Regardless of where you live, what you drive, how good your record is, the number of miles you travel, and what you do for a living, at some point in time, everyone will find themselves asking why their rates have gone up. Hopefully this is a question that causes you to have a conversation with your insurance agent before you just start shopping around, and hopefully your agent is able to guide you to understand and possibly mitigate, those increases.
If this conversation didn’t go as planned or happen at all, and you are still seeking enlightenment on the issue, though, keep reading!
Rates go up when risk changes. This basically means that if the probability of you being involved in an incident goes up, then your rates will go up to match. In many cases this is something like a ticket, an accident, a new zip code, adding a child driver, or buying a newer car. All of these things increase the risk that you’ll have an incident or the cost of any incidences. This increases the amount that the insurance company will need to pay out, and as a result, they will increase your rates accordingly.
What if you didn’t do any of those things? Perfect record, no new cars, no kids driving, no accidents, but your rates still went up? This happens because of the fact that risk is shared amongst all of the people who have car insurance policies with your company in the entire state. Thus, there are trends that can impact your rates even when you are doing everything right.
The reason for this is that Insurance companies are pretty strictly managed by each state that they operate in according to the rules of that state, and one of the most important rules that impacts rates is that no company can operate at a loss at any time for any reason. If it appears that a past projection was wrong or an upcoming projection puts a company in the red, it’s required that they ask the state for permission to increase their rates and show the state the documentation to prove it.
These projections are built and then tracked by teams of actuarials who analyze big data to inform their calculations and decisions. Everything from weather predictions to the cost of replacing the backup camera on the new Honda minivan is taken into account.
For example, here in Minnesota every car insurance company raised their rates midway through the year. The root cause of these increases began when the price of gasoline plummeted in October/November of 2014. This caused people to drive more because it was suddenly more affordable again. They did not, however, start driving better.
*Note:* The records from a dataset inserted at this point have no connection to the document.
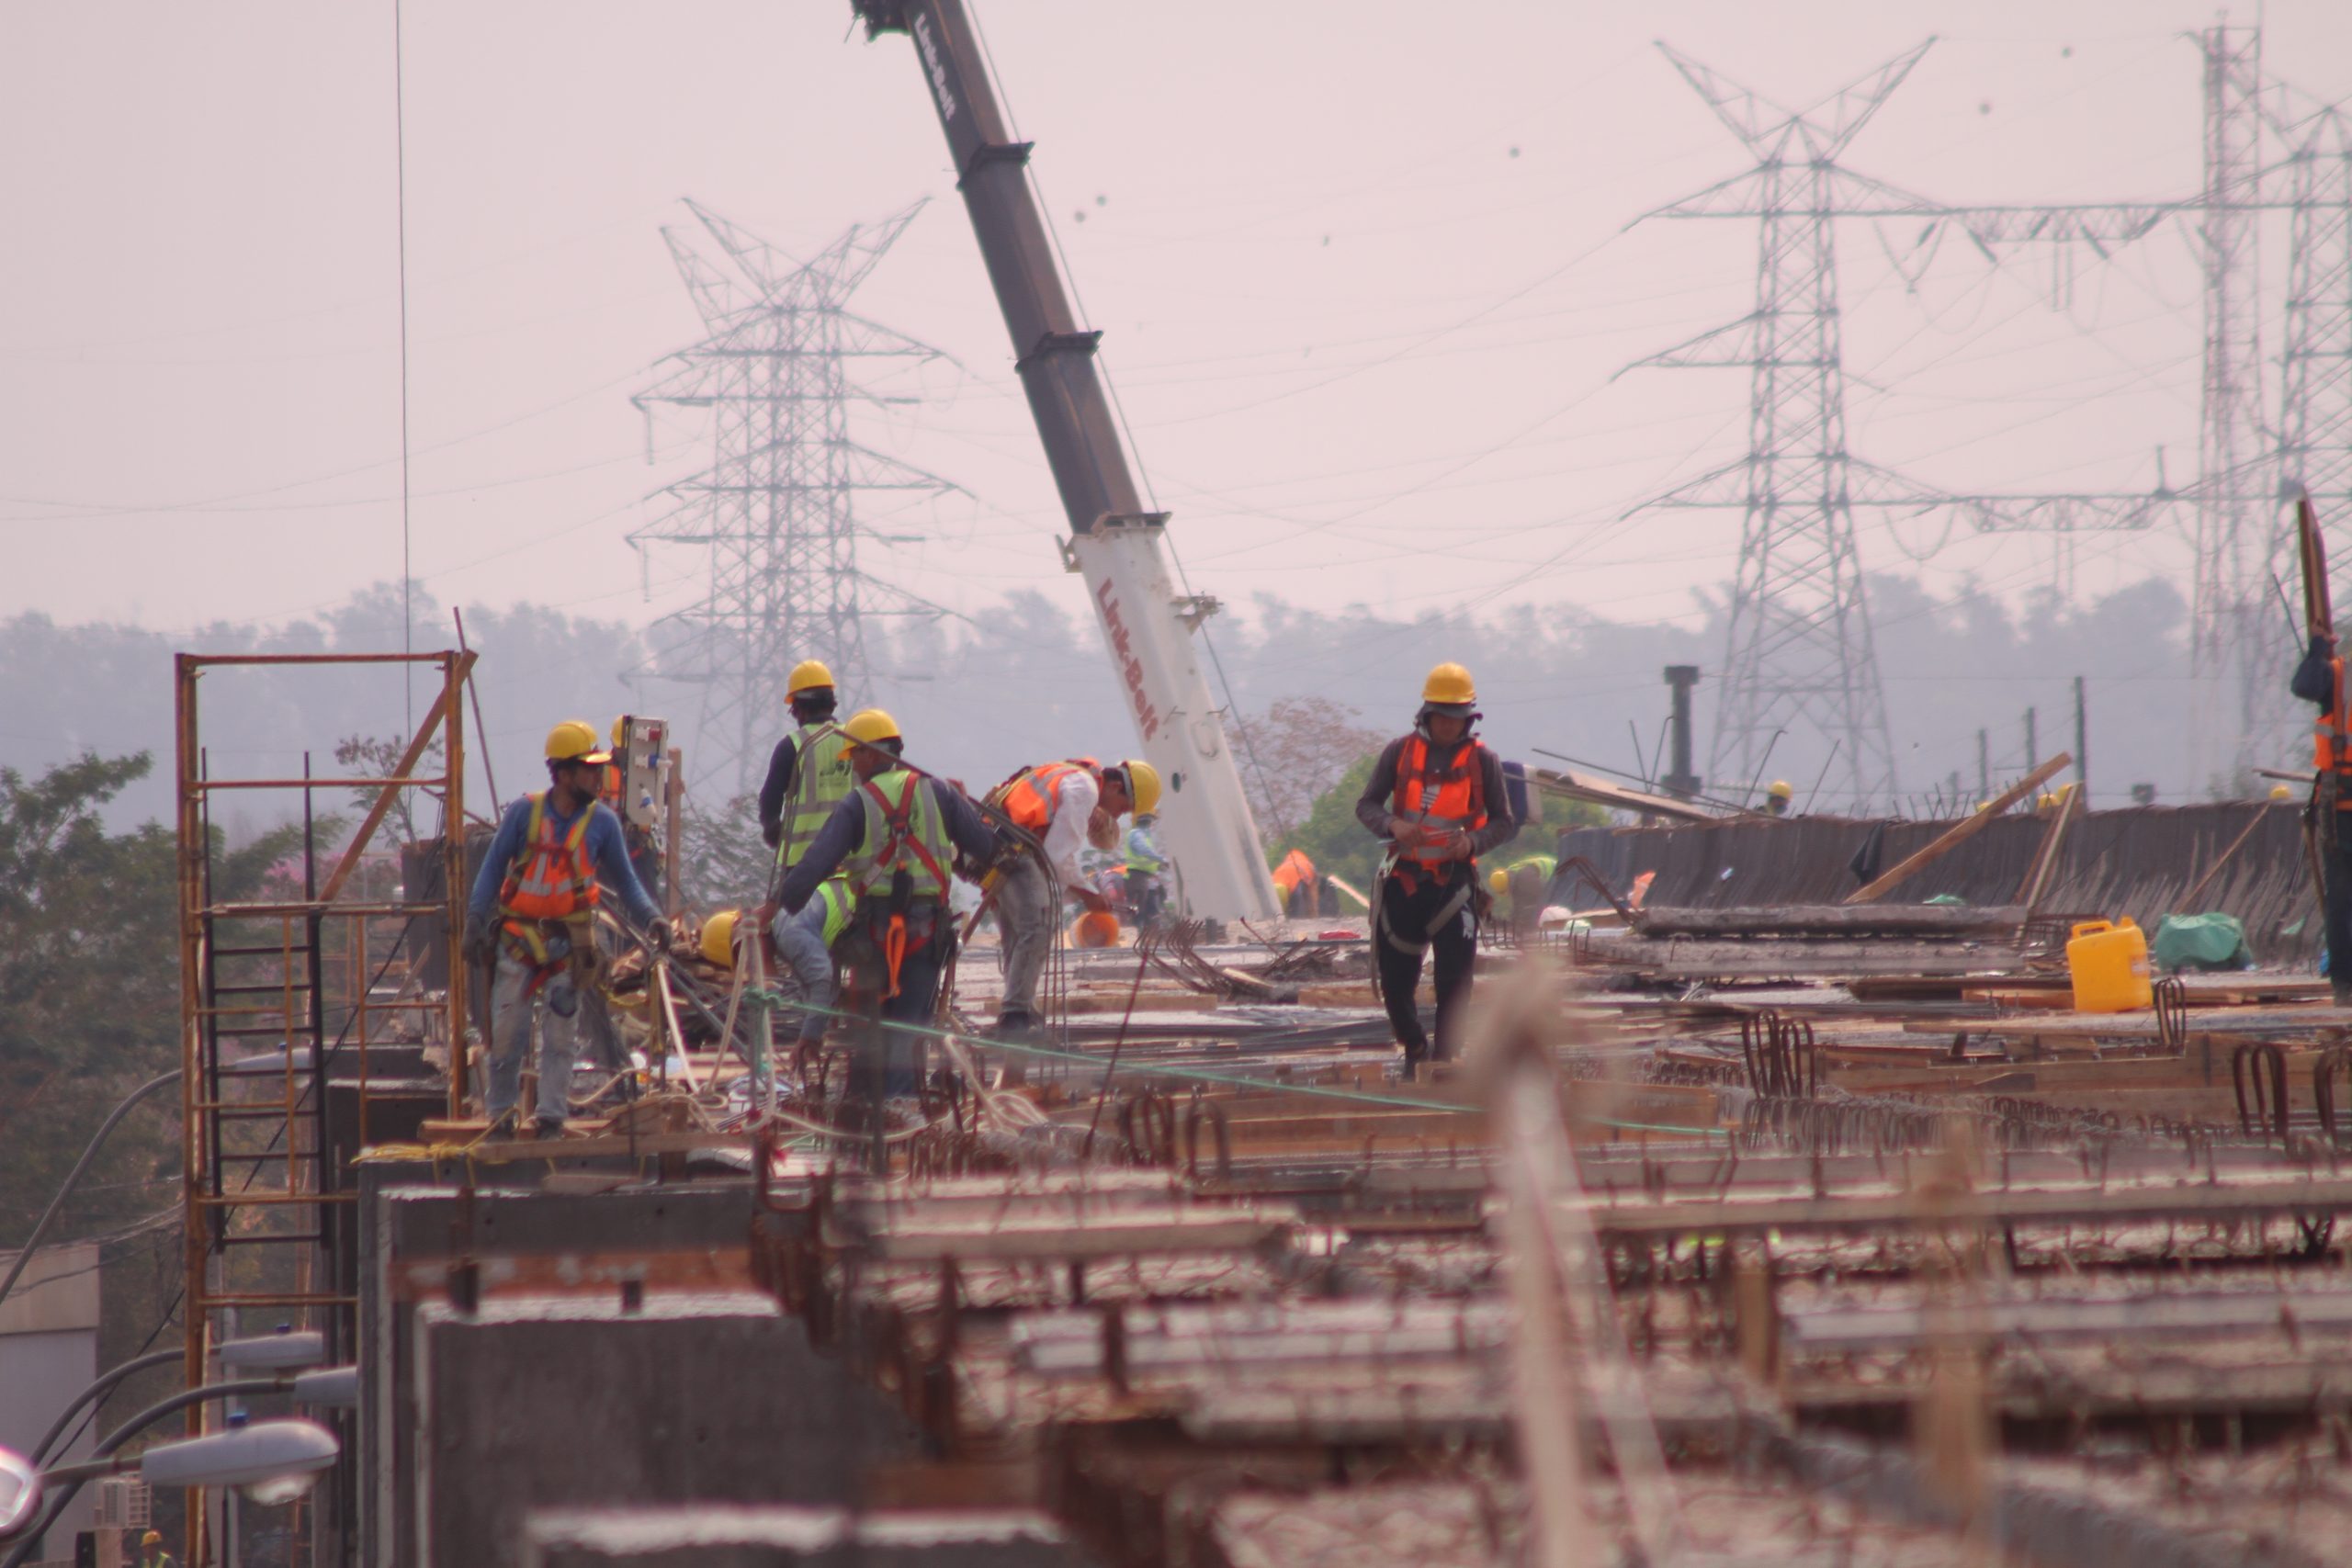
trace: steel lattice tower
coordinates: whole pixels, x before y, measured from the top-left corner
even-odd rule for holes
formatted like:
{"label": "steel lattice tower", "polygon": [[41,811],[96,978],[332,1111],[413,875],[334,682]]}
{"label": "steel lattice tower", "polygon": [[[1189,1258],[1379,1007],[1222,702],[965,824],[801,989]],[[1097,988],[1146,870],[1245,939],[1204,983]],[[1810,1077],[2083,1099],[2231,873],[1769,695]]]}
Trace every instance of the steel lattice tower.
{"label": "steel lattice tower", "polygon": [[[2309,491],[2327,536],[2328,559],[2352,560],[2352,118],[2327,106],[2274,122],[2287,143],[2287,308],[2278,357],[2278,510],[2269,566],[2291,589],[2300,570],[2295,502]],[[2256,585],[2256,592],[2267,583]],[[2273,722],[2260,739],[2274,758],[2292,754],[2310,710],[2287,695],[2302,649],[2295,628],[2265,616],[2254,660],[2256,711]]]}
{"label": "steel lattice tower", "polygon": [[2256,689],[2262,660],[2255,656],[2272,617],[2256,589],[2269,587],[2259,576],[2268,528],[2257,518],[2274,487],[2264,482],[2262,450],[2262,36],[2216,27],[2198,36],[2198,46],[2205,55],[2198,224],[2205,348],[2189,674],[2192,767],[2211,773],[2255,760],[2253,716],[2278,705],[2273,694]]}
{"label": "steel lattice tower", "polygon": [[852,400],[875,395],[854,363],[945,357],[847,308],[922,205],[853,227],[805,263],[691,201],[726,265],[662,231],[708,335],[664,361],[667,374],[633,400],[649,417],[662,406],[707,410],[712,460],[660,491],[673,504],[629,542],[709,552],[709,591],[657,626],[650,672],[702,688],[689,764],[733,795],[759,786],[788,722],[795,663],[830,665],[846,709],[869,687],[865,618],[935,613],[860,570],[856,498],[956,487],[859,446],[849,421]]}
{"label": "steel lattice tower", "polygon": [[1803,114],[1659,47],[1756,157],[1747,173],[1657,214],[1758,220],[1755,310],[1643,362],[1748,372],[1747,456],[1655,503],[1745,514],[1707,772],[1725,786],[1747,784],[1780,732],[1810,731],[1838,747],[1858,808],[1891,800],[1894,751],[1855,547],[1838,307],[1836,219],[1867,182],[1837,159],[1928,46]]}

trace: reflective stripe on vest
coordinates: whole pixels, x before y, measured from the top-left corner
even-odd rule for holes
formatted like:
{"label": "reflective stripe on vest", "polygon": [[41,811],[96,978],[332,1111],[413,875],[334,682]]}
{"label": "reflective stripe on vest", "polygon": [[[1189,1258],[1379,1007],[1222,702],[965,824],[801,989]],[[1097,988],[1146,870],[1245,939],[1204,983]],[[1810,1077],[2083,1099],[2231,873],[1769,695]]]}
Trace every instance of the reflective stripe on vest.
{"label": "reflective stripe on vest", "polygon": [[1510,868],[1510,874],[1513,876],[1517,876],[1522,871],[1532,872],[1536,875],[1541,876],[1544,881],[1549,882],[1558,874],[1559,869],[1560,863],[1554,860],[1550,855],[1530,855],[1525,860],[1521,861],[1518,864],[1512,866]]}
{"label": "reflective stripe on vest", "polygon": [[832,720],[811,728],[800,727],[800,744],[793,749],[792,793],[784,801],[784,837],[775,847],[776,863],[790,871],[817,841],[817,829],[833,807],[857,787],[849,765],[849,737]]}
{"label": "reflective stripe on vest", "polygon": [[[1042,838],[1053,825],[1055,807],[1061,804],[1062,781],[1072,773],[1095,776],[1095,768],[1091,761],[1040,762],[1014,774],[998,792],[998,804],[1006,816]],[[1100,784],[1099,777],[1096,782]]]}
{"label": "reflective stripe on vest", "polygon": [[[1430,765],[1430,743],[1419,735],[1405,739],[1396,754],[1396,787],[1389,796],[1389,815],[1431,832],[1476,832],[1487,825],[1486,748],[1465,739],[1454,752],[1451,768]],[[1419,848],[1401,853],[1426,866],[1449,863]]]}
{"label": "reflective stripe on vest", "polygon": [[596,802],[582,807],[579,818],[559,834],[548,815],[547,792],[530,799],[523,852],[507,866],[498,890],[500,910],[518,920],[560,920],[594,908],[596,868],[588,858],[588,824],[595,819]]}
{"label": "reflective stripe on vest", "polygon": [[900,871],[907,874],[908,897],[947,896],[947,863],[955,849],[947,841],[946,822],[920,782],[907,769],[894,768],[858,790],[865,802],[865,847],[858,856],[864,869],[856,880],[865,897],[887,896]]}
{"label": "reflective stripe on vest", "polygon": [[1157,872],[1167,864],[1168,857],[1161,854],[1159,846],[1151,841],[1150,829],[1130,828],[1127,829],[1127,869],[1129,871]]}

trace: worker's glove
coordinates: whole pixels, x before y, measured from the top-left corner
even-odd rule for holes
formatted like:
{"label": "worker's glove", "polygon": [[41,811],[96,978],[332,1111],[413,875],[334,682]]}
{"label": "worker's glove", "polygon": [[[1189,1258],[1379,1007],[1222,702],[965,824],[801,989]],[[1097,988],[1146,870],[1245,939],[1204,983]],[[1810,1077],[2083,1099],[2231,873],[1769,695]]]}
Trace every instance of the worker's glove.
{"label": "worker's glove", "polygon": [[668,952],[670,949],[670,922],[667,920],[655,920],[652,924],[647,926],[645,928],[645,945],[655,953]]}
{"label": "worker's glove", "polygon": [[1396,840],[1398,849],[1409,850],[1421,841],[1421,827],[1419,823],[1408,822],[1402,817],[1391,817],[1388,819],[1388,836]]}
{"label": "worker's glove", "polygon": [[761,823],[760,837],[766,842],[770,849],[774,849],[778,844],[784,842],[784,819],[782,818],[778,818],[773,822]]}
{"label": "worker's glove", "polygon": [[497,963],[498,927],[488,921],[484,921],[481,925],[467,927],[463,952],[465,954],[465,960],[469,964],[483,964]]}

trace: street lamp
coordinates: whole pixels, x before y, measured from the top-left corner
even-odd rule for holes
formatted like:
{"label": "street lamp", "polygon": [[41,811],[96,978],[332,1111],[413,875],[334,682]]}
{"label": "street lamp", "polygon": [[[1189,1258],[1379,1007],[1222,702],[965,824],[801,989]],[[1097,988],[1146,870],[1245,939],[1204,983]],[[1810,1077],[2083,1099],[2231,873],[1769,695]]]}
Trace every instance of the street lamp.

This intersection of more miles driven and less attentive driving, lead to a record number of accidents in the first two quarters of 2015, many of which were lower speed collisions caused by inattentive driving. Low speed collisions, though, are still enough to cause airbags to deploy which usually cost around $400 or $500 each to replace. 10 years ago that meant one or two per car……now that can mean up to ten airbags in a 3 row van, crossover, or SUV. We have also added quite a lot of technology to our vehicles, things like backup camera systems that can cost north of $4K to replace when the back gate of your crossover is crunched when you are rear ended. So now every company was looking at a record number of accidents and a record average cost for those accidents, combined with the requirement to operate only at a profit with reserves in place, and we all have a recipe for our premiums to go up.
No one likes insurance rates to go up, especially your agent. Rates’ going up cause people to start shopping and increases the likelihood of customers leaving them to go to another company. Which brings us back to where we started; when rates go up, make an appointment to sit down and review your policies with your agent to make sure that you are covered properly. Then ask them to find ways to mitigate your costs so that while your rates may increase, what you are paying stays a little more stable. When all else fails, shop around to find out if there is a better policy for a better price out there with another company.
Car insurance is a vital coverage but it’s not something that you can set up and forget anymore, it requires some regular maintenance to make sure it is doing what you want it to do, at the price you want to pay. Maintaining this balance over the long haul means understanding what is happening and why, and that usually only comes from having a good agent.